Hypophosphatemia as a Marker for Immune Effector Cell-Associated Neurotoxicity Syndrome in Chimeric Antigen Receptor T Cell Recipients

Division

West Florida

Hospital

Citrus Memorial Hospital

Document Type

Manuscript

Publication Date

5-22-2026

Keywords

CAR-T renal toxicity, Electrolytes in CAR-T, Hypophosphatemia

Disciplines

Medicine and Health Sciences | Nervous System Diseases | Nutritional and Metabolic Diseases

Abstract

BACKGROUND: Hypophosphatemia is a common electrolyte abnormality in patients receiving chimeric antigen receptor T-cell (CAR-T) therapy. Its relationship with immune effector cell-associated neurotoxicity syndrome (ICANS) remains incompletely understood. This study investigates the incidence, timing, and clinical correlations of hypophosphatemia and its relationship with ICANS.

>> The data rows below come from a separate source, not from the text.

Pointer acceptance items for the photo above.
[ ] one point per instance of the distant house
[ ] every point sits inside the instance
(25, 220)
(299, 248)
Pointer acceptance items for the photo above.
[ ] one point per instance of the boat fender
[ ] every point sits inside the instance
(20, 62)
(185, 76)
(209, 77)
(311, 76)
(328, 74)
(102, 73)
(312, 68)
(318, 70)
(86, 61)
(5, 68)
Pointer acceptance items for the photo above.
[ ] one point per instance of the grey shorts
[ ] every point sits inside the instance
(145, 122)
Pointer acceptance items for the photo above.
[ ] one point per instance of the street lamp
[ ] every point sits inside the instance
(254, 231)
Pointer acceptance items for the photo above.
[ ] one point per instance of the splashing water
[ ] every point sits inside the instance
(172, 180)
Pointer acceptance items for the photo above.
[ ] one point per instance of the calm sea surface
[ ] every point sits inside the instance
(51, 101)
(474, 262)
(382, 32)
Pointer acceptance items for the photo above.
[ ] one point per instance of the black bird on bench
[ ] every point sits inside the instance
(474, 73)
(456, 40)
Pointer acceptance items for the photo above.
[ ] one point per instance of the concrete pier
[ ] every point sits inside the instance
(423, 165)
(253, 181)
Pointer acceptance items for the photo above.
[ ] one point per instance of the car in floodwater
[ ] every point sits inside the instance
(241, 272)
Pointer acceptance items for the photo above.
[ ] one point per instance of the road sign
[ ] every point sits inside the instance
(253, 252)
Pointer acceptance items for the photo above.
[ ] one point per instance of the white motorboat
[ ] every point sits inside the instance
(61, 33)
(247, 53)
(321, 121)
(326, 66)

METHODS: We conducted a retrospective chart review of patients who received CAR-T therapy at an academic center. Hypophosphatemia was defined as < 2.5 mg/dL post-CAR-T infusion. The timing of ICANS onset and phosphorus (Pi) nadir were collected. Associations were assessed using chi-square or Fisher's exact tests. Ordinal logistic regression, linear regression, Cox regression and time-dependent Cox model evaluated the relationship between ICANS and Pi trends.

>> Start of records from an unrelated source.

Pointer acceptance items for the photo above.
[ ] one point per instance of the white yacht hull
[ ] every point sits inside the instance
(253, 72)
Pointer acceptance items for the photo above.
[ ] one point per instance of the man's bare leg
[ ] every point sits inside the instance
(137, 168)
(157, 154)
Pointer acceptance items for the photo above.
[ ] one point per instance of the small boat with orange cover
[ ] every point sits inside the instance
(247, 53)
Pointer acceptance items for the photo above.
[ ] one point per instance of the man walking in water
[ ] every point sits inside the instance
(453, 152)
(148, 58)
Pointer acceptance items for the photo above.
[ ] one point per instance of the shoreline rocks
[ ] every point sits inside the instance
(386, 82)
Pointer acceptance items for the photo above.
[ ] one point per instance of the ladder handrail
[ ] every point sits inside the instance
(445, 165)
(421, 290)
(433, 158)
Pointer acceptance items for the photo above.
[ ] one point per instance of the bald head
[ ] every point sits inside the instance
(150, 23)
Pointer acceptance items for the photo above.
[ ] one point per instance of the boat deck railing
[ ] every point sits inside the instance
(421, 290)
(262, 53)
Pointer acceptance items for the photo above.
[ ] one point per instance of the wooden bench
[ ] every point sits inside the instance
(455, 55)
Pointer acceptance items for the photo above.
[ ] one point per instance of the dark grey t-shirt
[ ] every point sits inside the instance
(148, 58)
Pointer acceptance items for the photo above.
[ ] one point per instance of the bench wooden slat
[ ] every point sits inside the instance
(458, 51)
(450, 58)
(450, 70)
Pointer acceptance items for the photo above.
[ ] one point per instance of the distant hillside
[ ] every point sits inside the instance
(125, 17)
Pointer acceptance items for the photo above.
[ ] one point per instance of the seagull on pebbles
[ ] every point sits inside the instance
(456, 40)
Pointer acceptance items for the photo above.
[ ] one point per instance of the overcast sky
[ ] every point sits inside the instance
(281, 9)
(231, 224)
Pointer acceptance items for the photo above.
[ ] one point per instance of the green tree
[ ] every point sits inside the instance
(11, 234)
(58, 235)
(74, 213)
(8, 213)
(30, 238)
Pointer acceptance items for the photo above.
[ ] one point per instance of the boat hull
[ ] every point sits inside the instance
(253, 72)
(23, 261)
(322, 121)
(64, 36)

RESULTS: Of 186 CAR-T recipients, 75 had non-Hodgkin's lymphoma (NHL), 103 had multiple myeloma (MM), and 8 had acute lymphoblastic leukemia. Hypophosphatemia occurred in 71.5% (95% CI: 64.4%-77.8%), with an incidence of 82.6% in patients receiving idecabtagene-vicleucel (Abecma) and 75.4% in patients receiving axicabtagene-ciloleucel (Yescarta) (P = 0.002). Among those with hypophosphatemia, mean nadir phosphate was 1.78 mg/dL (95% CI: 1.7-1.84), occurring at a median of 5.94 days post-infusion (95% CI: 5.12-6.7; SD 4.78). Hypophosphatemia was associated with increased ICANS risk (hazard ratio 2.87, 95% CI 1.63-5.1, P = 0.001) and typically preceded ICANS by a median of 2 days (95% CI: 0.83-3.2, P < 0.001 Wilcoxon). In NHL patients, lower nadir phosphate predicted higher ICANS grade (β = -1.76, P < 0.001). We concluded that Hypophosphatemia is common post-CAR-T and typically occurs within the first week. Its temporal association with ICANS suggests a potential biological link. Hypophosphatemia may serve as an early predictor of ICANS, warranting further study of phosphate correction as a preventive strategy and potentially a predictor marker.